I’ve tried all weekend to come up with words to express my feelings. I feel every loss in both these wars. When the Washington Post prints pictures of the fatalities, I look at each picture. I read each name and home town. No war since World War II has touched my family in that way. Cousins came through Vietnam and Desert Storm physically unscathed, so I felt I owed that to the families who suffered the ultimate loss, an acknowledgement of their sacrifice. I’m a born Virginian (yes, there is a distinction), and Seal Team Six is based in Virginia Beach, VA. In that way, it was a home-state loss, and Virginia will step up and comfort these new widows and fatherless children, these parents who have lost sons who gave the last full measure of devotion.

The Seals would say they were just doing their job. In this instance it was rescuing some Army Rangers who had been pinned down in a Taliban stronghold. Had it all gone successfully, the two groups probably would have met up in the Green Zone and traded jabs about how the Navy had to come to land and rescued the Army. There would have been a lot of macho posturing I have little patience with, but everyone would have understood you don’t leave your people behind, regardless of which service they belong to. And the Rangers would have begrudgingly given the Seals their due. Begrudgingly.

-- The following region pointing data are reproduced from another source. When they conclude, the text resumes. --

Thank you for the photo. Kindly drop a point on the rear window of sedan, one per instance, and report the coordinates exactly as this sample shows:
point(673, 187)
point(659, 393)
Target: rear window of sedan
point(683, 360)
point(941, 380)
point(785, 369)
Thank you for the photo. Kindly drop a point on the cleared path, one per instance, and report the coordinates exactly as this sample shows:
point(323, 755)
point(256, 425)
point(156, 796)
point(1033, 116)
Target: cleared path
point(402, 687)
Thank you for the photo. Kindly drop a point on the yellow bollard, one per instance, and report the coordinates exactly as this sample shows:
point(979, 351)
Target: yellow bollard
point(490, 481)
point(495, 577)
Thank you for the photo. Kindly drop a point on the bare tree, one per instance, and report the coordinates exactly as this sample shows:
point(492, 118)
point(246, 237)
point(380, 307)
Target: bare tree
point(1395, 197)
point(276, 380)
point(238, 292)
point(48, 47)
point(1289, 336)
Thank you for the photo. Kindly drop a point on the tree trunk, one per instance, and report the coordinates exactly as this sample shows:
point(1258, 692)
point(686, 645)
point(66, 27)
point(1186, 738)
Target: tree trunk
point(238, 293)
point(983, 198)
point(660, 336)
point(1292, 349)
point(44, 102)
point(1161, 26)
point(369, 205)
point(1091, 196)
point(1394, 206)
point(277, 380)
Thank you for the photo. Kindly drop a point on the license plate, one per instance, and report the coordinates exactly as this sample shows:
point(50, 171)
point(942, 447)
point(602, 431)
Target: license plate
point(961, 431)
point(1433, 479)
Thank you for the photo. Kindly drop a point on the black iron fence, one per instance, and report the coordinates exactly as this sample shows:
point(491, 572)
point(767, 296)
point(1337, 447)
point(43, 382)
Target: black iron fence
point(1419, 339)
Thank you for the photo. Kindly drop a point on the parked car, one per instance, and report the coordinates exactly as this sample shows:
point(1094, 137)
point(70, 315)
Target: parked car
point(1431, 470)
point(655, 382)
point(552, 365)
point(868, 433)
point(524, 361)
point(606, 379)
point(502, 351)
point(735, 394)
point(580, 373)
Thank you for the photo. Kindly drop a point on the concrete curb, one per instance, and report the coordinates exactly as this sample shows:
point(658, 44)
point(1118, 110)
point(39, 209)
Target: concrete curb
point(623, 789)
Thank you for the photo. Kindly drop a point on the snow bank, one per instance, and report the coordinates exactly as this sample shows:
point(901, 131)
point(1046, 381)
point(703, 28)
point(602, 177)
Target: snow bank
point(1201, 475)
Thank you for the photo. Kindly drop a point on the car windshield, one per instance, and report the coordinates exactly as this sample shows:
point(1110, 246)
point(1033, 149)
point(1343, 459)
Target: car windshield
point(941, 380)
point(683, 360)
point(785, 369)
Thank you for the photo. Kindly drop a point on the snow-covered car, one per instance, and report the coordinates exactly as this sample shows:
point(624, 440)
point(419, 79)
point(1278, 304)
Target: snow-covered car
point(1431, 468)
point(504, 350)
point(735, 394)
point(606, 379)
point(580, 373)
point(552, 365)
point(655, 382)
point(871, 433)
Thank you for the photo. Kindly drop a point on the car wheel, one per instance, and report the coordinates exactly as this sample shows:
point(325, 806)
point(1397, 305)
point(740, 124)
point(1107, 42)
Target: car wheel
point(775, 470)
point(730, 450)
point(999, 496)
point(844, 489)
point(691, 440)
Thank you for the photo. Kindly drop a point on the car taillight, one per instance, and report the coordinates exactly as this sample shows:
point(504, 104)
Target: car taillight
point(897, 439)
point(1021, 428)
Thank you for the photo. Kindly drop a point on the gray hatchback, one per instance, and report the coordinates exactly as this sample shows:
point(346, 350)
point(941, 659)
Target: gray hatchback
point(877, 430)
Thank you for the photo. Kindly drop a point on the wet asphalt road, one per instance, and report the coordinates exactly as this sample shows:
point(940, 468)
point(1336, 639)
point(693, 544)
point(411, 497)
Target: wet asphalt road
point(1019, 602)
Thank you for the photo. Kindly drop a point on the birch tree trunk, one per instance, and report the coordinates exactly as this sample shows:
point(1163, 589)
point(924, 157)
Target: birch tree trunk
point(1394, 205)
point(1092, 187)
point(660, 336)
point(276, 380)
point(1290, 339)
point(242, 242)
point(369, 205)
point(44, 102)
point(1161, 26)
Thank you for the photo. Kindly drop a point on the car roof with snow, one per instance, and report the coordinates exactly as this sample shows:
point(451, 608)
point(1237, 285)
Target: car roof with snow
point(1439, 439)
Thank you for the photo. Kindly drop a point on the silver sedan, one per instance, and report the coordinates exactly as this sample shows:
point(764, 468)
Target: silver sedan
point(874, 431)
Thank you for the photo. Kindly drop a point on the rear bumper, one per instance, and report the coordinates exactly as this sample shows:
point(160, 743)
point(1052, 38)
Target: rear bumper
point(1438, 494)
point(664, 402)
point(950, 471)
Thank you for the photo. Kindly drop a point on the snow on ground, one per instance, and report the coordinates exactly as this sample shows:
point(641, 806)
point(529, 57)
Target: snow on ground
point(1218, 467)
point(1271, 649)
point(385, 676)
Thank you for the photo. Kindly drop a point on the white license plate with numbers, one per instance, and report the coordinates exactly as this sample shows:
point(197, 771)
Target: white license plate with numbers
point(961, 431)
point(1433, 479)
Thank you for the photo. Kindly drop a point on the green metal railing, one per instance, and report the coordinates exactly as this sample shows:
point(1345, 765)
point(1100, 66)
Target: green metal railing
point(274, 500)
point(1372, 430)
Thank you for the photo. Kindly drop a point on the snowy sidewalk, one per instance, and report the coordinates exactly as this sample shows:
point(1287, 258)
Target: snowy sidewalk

Instead, there will be too many funerals, too many flags pressed into the shaking hands of next of kin, too many 21-gun salutes, too many playings of Taps. Too many tears will be shed, too many nights will be spent alone in a bed meant for two. There will be too many nightmares where children wake wanting their Daddy. In the past ten years, there has already been too much of this, but that’s another matter. Right now, families and a country will come together to mourn and, then, carry on. The Seals would expect nothing less.

The title of this post is an unofficial Seal motto. How apt for the weeks to come as bodies are identified and sent home to be honored and laid to rest. For the families, it can only be a mantra.